Institutional investors have continued to turn to active management and alternative investments to meet long-term return assumptions and diversify portfolio risks in the face of growing volatility, according to survey findings by Natixis Investment Managers.
The survey found that seven in 10 investors found that the addition of alternative was important for diversifying portfolio risk, with another 57 per cent saying that investing in alternatives was necessary to outperform the broader market.
The trend was additionally exacerbated in the Asia Pacific market where institutions said they were mostly planning to increase their allocation to all alternatives, such as private equity, real estate investment trusts (REITs), and real estate and infrastructure.
Furthermore, 74 per cent of those investors admitted that the potential returns of illiquid investments were worth the risk.
The survey, which examined about 500 institutional investors around the world, also asked institutional investors to match the best alternative strategies with specific portfolio objectives, who indicated that the best were:
Natixis’ Australian chief executive, Damon Hambly, said: “As allocations decline for the third consecutive year, investors are questioning the benefits of passive strategies, with nearly 60 per cent saying passing investing artificially suppresses volatility and distort relative stock prices, 57 per cent fearing it creates risk/return trade-offs, and 63 per cent believing it increases systemic risks (63 per cent).”
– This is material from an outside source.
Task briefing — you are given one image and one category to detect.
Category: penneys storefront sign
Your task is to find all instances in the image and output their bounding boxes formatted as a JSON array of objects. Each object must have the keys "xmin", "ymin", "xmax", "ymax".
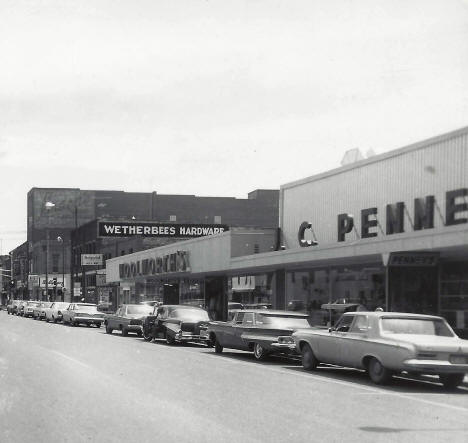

The surveyed investors also said that, according to them, the current market environment was likely to be favourable to active management in 2018.
However, in 2015 the survey found that institutions expected that 43 per cent of total assets would be invested in passive strategies in 2018, but in reality the figure was far lower.
As far as investing in environmental, social and governance (ESG) issues was concerned, five in six institutions said that new approach was needed, with a strong focus on integrating ESG into it.
Dave Goodsell, executive director of Natixis’ Center for Investor Insight, said: “Institutional investors have witnessed the impact of environmental, social and governance events at numerous companies in recent years and watched as stock values declined right along with corporate reputations.”
“Attitudes towards ESG investing are changing dramatically, with the vast majority of institutions now saying that ESG leads to alpha generation and will become standard practice in less than five years.”